* * *
—
A week later I bid farewell to Deenie, who was home from school for the summer but off to spend two weeks with Ned—and, I shuddered to think of it, Dorothy—down at his estate in South Carolina. Though it tortured me to think of my girl away with the pair of them, the one piece of good luck was that I was alone at home in New York City when Joe arrived, fresh from his Atlantic crossing. “Mr. Joseph Davies here to see you, Mrs. Post,” my butler announced that afternoon.
“Thank you. Show him in.” The attendant had the good taste to make a swift retreat from the drawing room before noting my flushed appearance. They all knew about Joe Davies, of course; everyone in my household did—about the flowers, the notes, the telegrams, the phone calls. Surely they had suspected that the day for this meeting would arrive. Only no one in the household, least of all me, knew how it would actually go now that Joe had knocked at my door.
I stood, pulling my shoulders back, fixing a calm expression to my features even as every inch of my skin suddenly pulsed with my hastened heartbeat. And then there he appeared, in my drawing room—Joe Davies. His tall figure and dark-eyed smile were even better than I had remembered. He must have changed before disembarking from the steamer, because his striped suit was crisp and immaculate, his brown hair neatly combed. In his hands was a bouquet of a dozen red roses. Best of all was the way he looked at me as he spoke, with an expression that showed both affection and desire. “Well, my dear. I went all the way to London and back for you. I told Emlen it was over. My lawyers have already completed the documents. Now may I finally tell you that I love you?”
I smiled, feeling as if molten silver rippled through my veins. “I suppose you just did.”
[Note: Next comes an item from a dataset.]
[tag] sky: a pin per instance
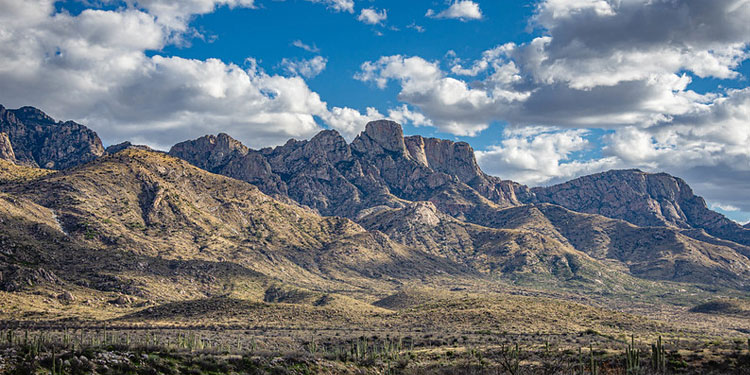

With that, Joe swept me into his arms, for a kiss long overdue and yet worth every moment of the waiting as our lips finally met. Our bodies folded into each other’s as if created for this embrace. But it was over too soon when Joe pulled away, glancing down at me as he said, “But there’s just one more problem.”
Dread pitted my stomach. “What now?”
Joe smiled, a lone brow lifting. “I hurried here in such haste, I’m afraid I forgot to book a hotel.”
I laughed in giddy relief, taking the roses from his grip. “Now, that’s a problem I think I can help you with.”
Then I took his hand in mine and led him to my bedroom suite, blushing at the thought of what the servants would be whispering over their supper that evening. But I didn’t care, not really. And I certainly didn’t think anything more of my own supper that evening—there were other, more pressing appetites that Joe and I had waited entirely long enough to satiate.
* * *
—
Later, in bed, my entire body soft as I lay wrapped in Joe’s arms, I asked him the question that I had been dreading, even though I knew it needed to be addressed. “How did it go?”
He sighed, his finger tracing a line up my back, sending shivers along my skin. “She was angry,” he said. “If it were left to her, we would have gone on as we have for years. Not married, but not divorced, either. She keeps my name while we live our lives apart.”
I nodded. I knew a thing or two about that sort of arrangement. It was what I had grown up with; it was what I had been so adamant to avoid in my own life.
“The hardest thing,” he said, his voice taking on a strained quality, “is the girls. Of course they’re not girls anymore, but you know what I mean. They are taking her side.”
I swallowed, absorbing this. I tried to sound optimistic when I answered: “For now, they are upset. Of course they are taking their mother’s side. It’s natural. And it means you raised loyal girls. But they will come around, Joe, once they see what we share between us. I know they will.”
He drew in a slow breath. “I certainly hope so,” he said, his voice quiet. I turned to face him, tracing the contours of his brow, then his eyes, his perfect nose. When I reached his mouth, I let my lips take over for my fingers, and together we were swept back toward the sort of conversation that required no further words.
We had two weeks together in New York, and we spent them luxuriating in our newfound love. It was the strangest thing with Joe, an intimacy that felt both intoxicating in its newness, in the excitement of discovery and the zeal of untapped ardor, and yet entirely familiar, worn-in and comfortable, as if we’d always known each other, as if our bodies had always sought and loved one another.
Several nights into Joe’s stay, I stood before the mirror and made a suggestion over my shoulder. “Would you like to go out tonight? Perhaps for supper, or a show?”